Analyzing these KNN classifiers, we made two key observations: first, KNN models have generally performed well compared with more complicated models—a finding which is also in line with previous studies.5, 6 Second, there have been large variations in prediction performance among KNN models submitted by different teams (Supplementary Figure S1). Thus, the main goals of this study were (1) to motivate the use of classifiers such as KNN that capture nonlinear interactions between features as apposed to main effects; (2) to investigate the modeling factors that contribute to the variations in KNN classifier performance; (3) to develop a robust KNN data analysis protocol (kDAP) that can provide reliable KNN models for clinical use; (4) to show how this kDAP can be applied to a newly generated clinical data set and (5) to validate the KNN predictor results through both biological interpretation and comparison with practical clinical risk factors. As shown in Figure 1, we develop the kDAP using MAQC-II data and assess its clinical use by comparing its performance to existing clinical factors for risk stratification.

Figure 1
figure 1

Neuroblastoma case study to show clinical applications of KNN classifier. We designed a method to test whether KNN produces classifiers of good clinical relevance. First, we developed our approach using MAQC-II gene expression data. Then, we applied this approach to additional Neuroblastoma data and compared it to existing clinical factors for risk.

PowerPoint slide

Background

Besides being popular in the MAQC-II Project, KNN is also a common method used for classification in the literature such as Nature series journals,7, 8 Proceedings of the National Academy of Sciences9, 10, 11 and the New England Journal of Medicine.12, 13 The KNN classifier assigns a label to a new unknown sample by considering the labels of the k most similar examples in a training set.14, 15 When distinguishing between two classes, the fraction of votes from one class must exceed a threshold to classify the new sample to that class. Parameters embedded in this model include the similarity measure or distance metric, number of neighbors (k), decision threshold and how to assign weights to each vote. In clinical studies, if global trends exist in gene expression, a linear classifier such as logistic regression can classify a new sample using a weighted combination of expression values.16, 17 If nonlinear relationships exist, KNN is a better choice because it has the capacity to learn nonlinear relationships between genes. Within the MAQC-II project, we investigate the factors of KNN that contribute to performance variations and also compare its performance to logistic regression.

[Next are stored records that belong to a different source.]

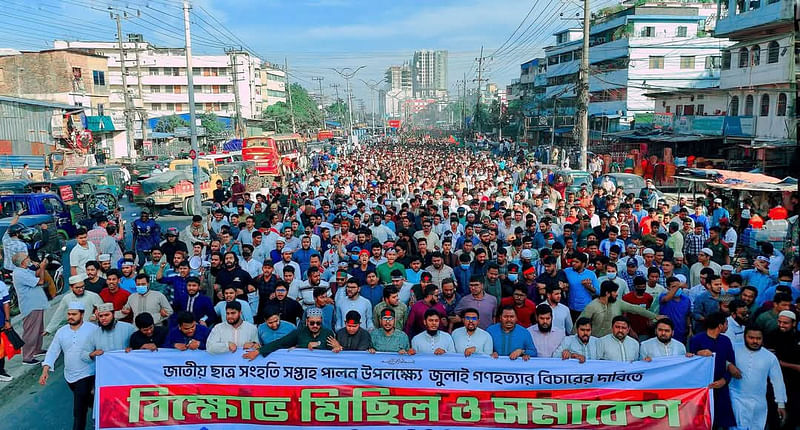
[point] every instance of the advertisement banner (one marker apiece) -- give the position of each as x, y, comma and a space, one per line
170, 389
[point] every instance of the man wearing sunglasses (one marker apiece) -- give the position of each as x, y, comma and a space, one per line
312, 336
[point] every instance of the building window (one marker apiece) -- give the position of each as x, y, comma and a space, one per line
726, 60
743, 55
713, 61
656, 62
772, 52
755, 55
781, 108
99, 77
764, 111
748, 105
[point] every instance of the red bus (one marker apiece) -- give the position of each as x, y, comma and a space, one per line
272, 154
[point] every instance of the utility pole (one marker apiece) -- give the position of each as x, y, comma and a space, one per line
238, 126
480, 82
142, 112
192, 123
128, 112
582, 134
348, 73
321, 100
338, 105
289, 92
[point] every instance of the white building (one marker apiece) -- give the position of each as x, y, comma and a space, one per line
157, 83
273, 84
638, 50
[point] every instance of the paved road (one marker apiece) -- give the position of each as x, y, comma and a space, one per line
34, 406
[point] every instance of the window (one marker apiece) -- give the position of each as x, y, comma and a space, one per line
656, 62
781, 108
99, 77
734, 111
743, 55
755, 55
772, 52
764, 111
748, 106
726, 60
713, 61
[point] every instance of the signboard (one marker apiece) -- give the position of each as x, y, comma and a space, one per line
169, 389
66, 193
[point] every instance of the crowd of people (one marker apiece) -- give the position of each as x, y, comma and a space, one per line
422, 247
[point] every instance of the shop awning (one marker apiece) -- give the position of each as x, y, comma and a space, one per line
100, 123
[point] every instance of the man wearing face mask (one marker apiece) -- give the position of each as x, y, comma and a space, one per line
147, 301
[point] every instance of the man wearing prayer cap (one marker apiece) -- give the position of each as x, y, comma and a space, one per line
79, 373
77, 294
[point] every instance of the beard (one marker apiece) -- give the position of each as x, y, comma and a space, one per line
751, 348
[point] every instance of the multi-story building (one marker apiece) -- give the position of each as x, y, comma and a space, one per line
759, 71
68, 76
157, 82
273, 84
429, 74
634, 51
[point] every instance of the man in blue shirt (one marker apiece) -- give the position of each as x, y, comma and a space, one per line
511, 339
583, 284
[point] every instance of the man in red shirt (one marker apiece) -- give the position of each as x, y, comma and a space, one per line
112, 293
639, 297
523, 306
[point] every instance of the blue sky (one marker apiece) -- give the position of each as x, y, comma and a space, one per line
313, 34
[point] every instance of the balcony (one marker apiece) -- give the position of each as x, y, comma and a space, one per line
765, 17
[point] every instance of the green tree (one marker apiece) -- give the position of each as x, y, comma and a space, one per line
212, 124
168, 124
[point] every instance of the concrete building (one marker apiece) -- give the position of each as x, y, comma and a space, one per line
273, 84
634, 51
429, 74
157, 80
76, 77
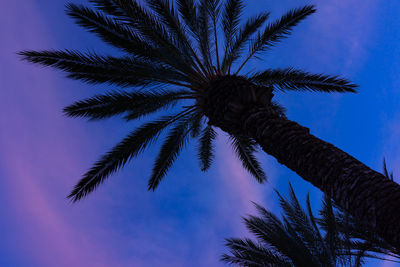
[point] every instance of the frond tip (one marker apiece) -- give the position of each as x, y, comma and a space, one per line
130, 147
297, 80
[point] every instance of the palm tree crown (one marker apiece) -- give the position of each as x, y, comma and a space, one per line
171, 58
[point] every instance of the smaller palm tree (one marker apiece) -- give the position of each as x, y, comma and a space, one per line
299, 239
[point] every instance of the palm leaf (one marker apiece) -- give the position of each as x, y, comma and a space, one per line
291, 79
278, 30
245, 148
214, 9
234, 48
170, 150
188, 12
196, 124
299, 220
136, 104
128, 148
274, 233
206, 147
170, 18
120, 35
205, 35
157, 34
108, 29
93, 68
231, 18
247, 253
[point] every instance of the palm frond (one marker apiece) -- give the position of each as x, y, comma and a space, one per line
93, 68
325, 256
170, 150
188, 12
206, 147
120, 35
386, 172
167, 14
231, 18
278, 30
196, 124
214, 9
245, 148
108, 6
247, 253
299, 220
128, 148
107, 28
157, 33
276, 234
297, 80
234, 46
135, 104
332, 232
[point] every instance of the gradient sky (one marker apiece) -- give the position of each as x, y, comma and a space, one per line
183, 223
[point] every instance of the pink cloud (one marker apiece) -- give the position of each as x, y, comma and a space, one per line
36, 160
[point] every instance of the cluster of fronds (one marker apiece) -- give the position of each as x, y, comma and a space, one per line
170, 52
335, 238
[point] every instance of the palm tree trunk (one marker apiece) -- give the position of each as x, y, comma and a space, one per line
238, 106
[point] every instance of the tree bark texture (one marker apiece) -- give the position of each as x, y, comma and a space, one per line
240, 107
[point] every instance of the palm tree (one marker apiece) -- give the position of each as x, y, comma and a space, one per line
171, 54
300, 239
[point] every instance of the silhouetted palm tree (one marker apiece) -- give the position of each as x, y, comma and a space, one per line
300, 239
170, 55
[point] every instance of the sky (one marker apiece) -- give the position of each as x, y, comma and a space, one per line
184, 222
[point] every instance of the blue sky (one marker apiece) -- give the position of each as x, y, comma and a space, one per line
184, 222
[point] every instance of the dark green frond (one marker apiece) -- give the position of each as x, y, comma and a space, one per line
274, 233
299, 220
231, 18
331, 230
214, 9
93, 68
206, 147
297, 80
205, 30
196, 124
278, 30
157, 34
108, 6
386, 172
234, 46
188, 12
108, 29
170, 150
135, 104
130, 147
245, 148
166, 12
247, 253
325, 254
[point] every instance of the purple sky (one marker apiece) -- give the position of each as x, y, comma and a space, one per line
183, 223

In the past, published studies seldom describe in detail the methods used to select KNN parameters. Even in the studies that consider several parameters, the parameter space is often limited. For example, Rosenfeld et al.8 have used a KNN classifier to predict cancer tissue origin from microRNA profiles. They have determined that the optimal k parameter was 3, but only considered a limited space that includes k values of 1, 3 and 5. Lu et al.7 have considered a similar KNN parameter space to classify cancer using microRNA profiles. Hoshida et al.12 have used a KNN classifier (among other classifiers) and have considered a KNN parameter space of k=1, 3, 5 and 7 to predict hepatocellular carcinoma treatment outcome from gene expression data. Indeed many studies use KNN for prediction of various clinical properties including breast cancer patient survival,9 identification of neuroblastoma differentiation markers,10 hepatitis treatment outcome11 and early detection of prostate cancer.13 Given the lack of a comprehensive examination of KNN's effectiveness when applied to gene expression studies, it is difficult to draw conclusions on what have caused the large variations in the 9742 MAQC-II KNN models. Thus, we have designed and conducted a meta-analysis of KNN modeling.

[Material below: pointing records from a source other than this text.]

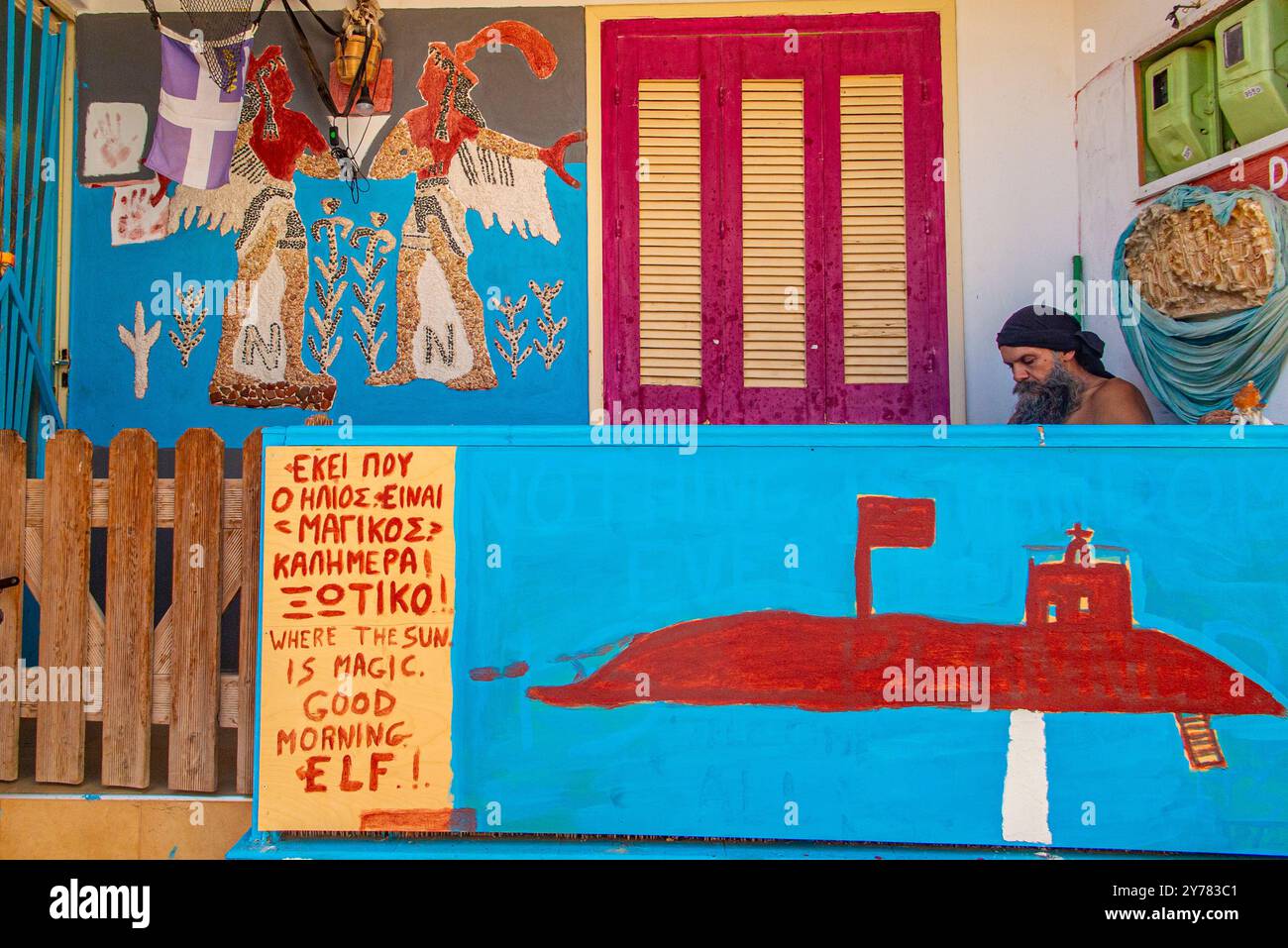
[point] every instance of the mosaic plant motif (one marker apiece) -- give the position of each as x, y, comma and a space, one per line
462, 163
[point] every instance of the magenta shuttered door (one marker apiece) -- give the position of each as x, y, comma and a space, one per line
773, 223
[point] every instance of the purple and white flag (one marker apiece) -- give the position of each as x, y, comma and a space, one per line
196, 120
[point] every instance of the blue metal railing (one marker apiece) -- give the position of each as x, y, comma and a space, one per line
29, 227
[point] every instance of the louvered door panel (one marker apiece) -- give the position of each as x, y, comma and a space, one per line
874, 231
773, 233
670, 202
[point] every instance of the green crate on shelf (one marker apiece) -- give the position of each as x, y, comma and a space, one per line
1252, 68
1183, 127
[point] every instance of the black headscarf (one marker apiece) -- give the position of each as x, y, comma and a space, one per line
1051, 329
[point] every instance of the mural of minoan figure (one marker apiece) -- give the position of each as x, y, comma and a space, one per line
261, 348
460, 163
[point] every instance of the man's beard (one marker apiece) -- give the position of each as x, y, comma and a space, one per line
1047, 402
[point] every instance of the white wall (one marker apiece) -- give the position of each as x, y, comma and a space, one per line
1019, 174
1107, 142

To identify factors that cause the performance variations among KNN models, we have surveyed the metadata and data analysis protocols from different teams in the MAQC-II project and reviewed previous KNN modeling data.14, 15 From this survey, we identify six factors that are relevant to KNN modeling: feature ranking method, number of features, distance metric, number of neighbors, vote weighting and decision threshold. Among these, distance metric, number of neighbors, vote weighting and decision threshold were not explicitly shown in the MAQC-II metadata survey, but the number of neighbors was sometimes volunteered. Much like the common practice in medical and science journals, many of the MAQC-II data analysis teams either did not specify these parameters or did not explore the parameter space.

Therefore, we decide to conduct a more thorough study of KNN model performance over a large KNN parameter search space. Specifically, we systematically explore modeling factors to identify those that contribute to performance, particularly predictable performance, of KNN classifiers using the six clinical end points and four control end points from three large MAQC-II cancer data sets. We develop a kDAP with which a reliable and robust KNN classifier is likely to be obtained. Then, we study the predictability of this kDAP on a new data set generated using a different microarray technology to measure the gene expression of a subset of the original neuroblastoma patient samples.

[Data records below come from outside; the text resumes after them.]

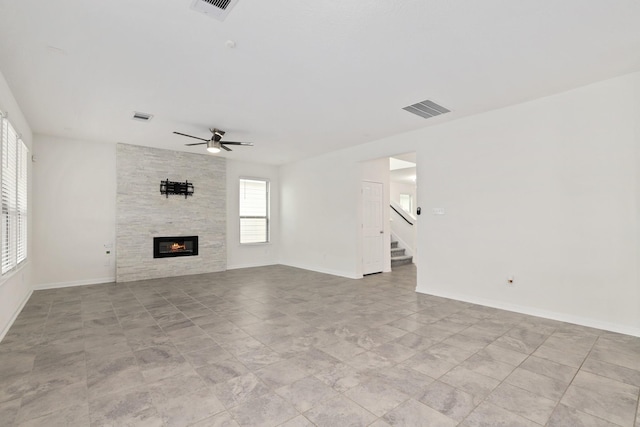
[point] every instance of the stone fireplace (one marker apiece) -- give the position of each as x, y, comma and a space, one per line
191, 231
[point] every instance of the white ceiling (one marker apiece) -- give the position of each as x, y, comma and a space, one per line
306, 77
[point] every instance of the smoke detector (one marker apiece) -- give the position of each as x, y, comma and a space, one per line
218, 9
143, 117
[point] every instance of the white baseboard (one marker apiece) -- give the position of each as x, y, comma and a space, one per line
74, 283
349, 275
533, 311
15, 315
249, 265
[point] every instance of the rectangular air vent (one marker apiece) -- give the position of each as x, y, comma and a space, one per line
218, 9
143, 117
426, 109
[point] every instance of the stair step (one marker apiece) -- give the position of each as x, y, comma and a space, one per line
397, 252
401, 260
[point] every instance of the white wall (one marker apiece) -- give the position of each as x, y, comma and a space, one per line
398, 188
75, 211
241, 256
546, 191
15, 287
319, 224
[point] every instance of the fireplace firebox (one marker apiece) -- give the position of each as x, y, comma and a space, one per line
164, 247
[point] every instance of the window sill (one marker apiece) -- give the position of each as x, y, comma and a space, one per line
7, 276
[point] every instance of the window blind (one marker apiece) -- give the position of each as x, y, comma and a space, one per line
254, 211
13, 197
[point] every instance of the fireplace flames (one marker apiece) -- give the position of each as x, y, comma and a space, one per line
177, 247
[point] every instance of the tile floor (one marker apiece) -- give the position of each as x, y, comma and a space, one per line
279, 346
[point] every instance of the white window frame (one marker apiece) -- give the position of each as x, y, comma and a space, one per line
13, 198
267, 217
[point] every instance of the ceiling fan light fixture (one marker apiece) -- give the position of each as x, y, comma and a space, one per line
213, 147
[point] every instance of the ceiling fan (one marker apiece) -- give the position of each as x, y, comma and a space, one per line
215, 143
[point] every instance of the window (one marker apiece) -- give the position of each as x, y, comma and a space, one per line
254, 211
13, 188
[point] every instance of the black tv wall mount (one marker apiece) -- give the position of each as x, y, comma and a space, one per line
172, 187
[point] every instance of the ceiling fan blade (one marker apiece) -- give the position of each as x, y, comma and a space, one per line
191, 136
237, 143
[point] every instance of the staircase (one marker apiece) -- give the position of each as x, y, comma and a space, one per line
398, 257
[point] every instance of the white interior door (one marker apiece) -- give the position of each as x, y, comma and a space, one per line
372, 227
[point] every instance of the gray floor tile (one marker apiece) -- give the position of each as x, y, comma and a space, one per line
413, 413
306, 393
450, 401
265, 411
523, 403
216, 349
339, 412
376, 396
488, 415
566, 416
604, 398
131, 408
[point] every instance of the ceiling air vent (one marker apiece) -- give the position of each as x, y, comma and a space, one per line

Finally, using neuroblastoma as a case study, we present a clinical use of the kDAP. The success of treating neuroblastoma depends on the accuracy of risk assessment and early detection. Although retrospective analysis of neuroblastoma statistics indicates an overall improvement of treatment success, mortality rates for advanced-stage neuroblastoma are still high.18, 19 The International Neuroblastoma Risk Group has established a set of clinical factors for predicting disease recurrence and survival. These clinical factors include disease stage, age of the patient at diagnosis, histological features and several genetic markers.20 However, it is believed that gene-expression-based methods could further refine risk stratification.21 Indeed, several studies have identified and proposed panels of genomic markers to predict event-free survival (that is, survival without recurrence or metastasis within a specific period of time after diagnosis or treatment).4, 22, 23 Here, we assess the clinical use of our kDAP by comparing its prediction performance to each clinical factor for event-free survival of neuroblastoma patients.

Materials and Methods

Three cancer data sets and ten end points

The detailed description of each data set and associated end points is available from the MAQC-II main paper.1 We briefly summarize the three cancer data sets in Table 1. Each cancer data set contains two clinical end points. For both neuroblastoma and multiple myeloma, positive and negative controls are included. These two types of controls are necessary to assess the performance of the clinically relevant end points against the theoretical maximum and minimum performance provided by the controls. An independent working group under the MAQC-II divided each data set into the training and validation sets using a time-stratified approach. The date change represents a realistic scenario for clinical applications where the data for new patients are generated at later dates than the original training set.1 This potentially introduces batch effects and other variations that are largely unpredictable, including adoption of new microarray chip designs based on manufacturer design improvements.17, 18, 19 We conduct CV for each model on the training set, followed by EV on the validation set.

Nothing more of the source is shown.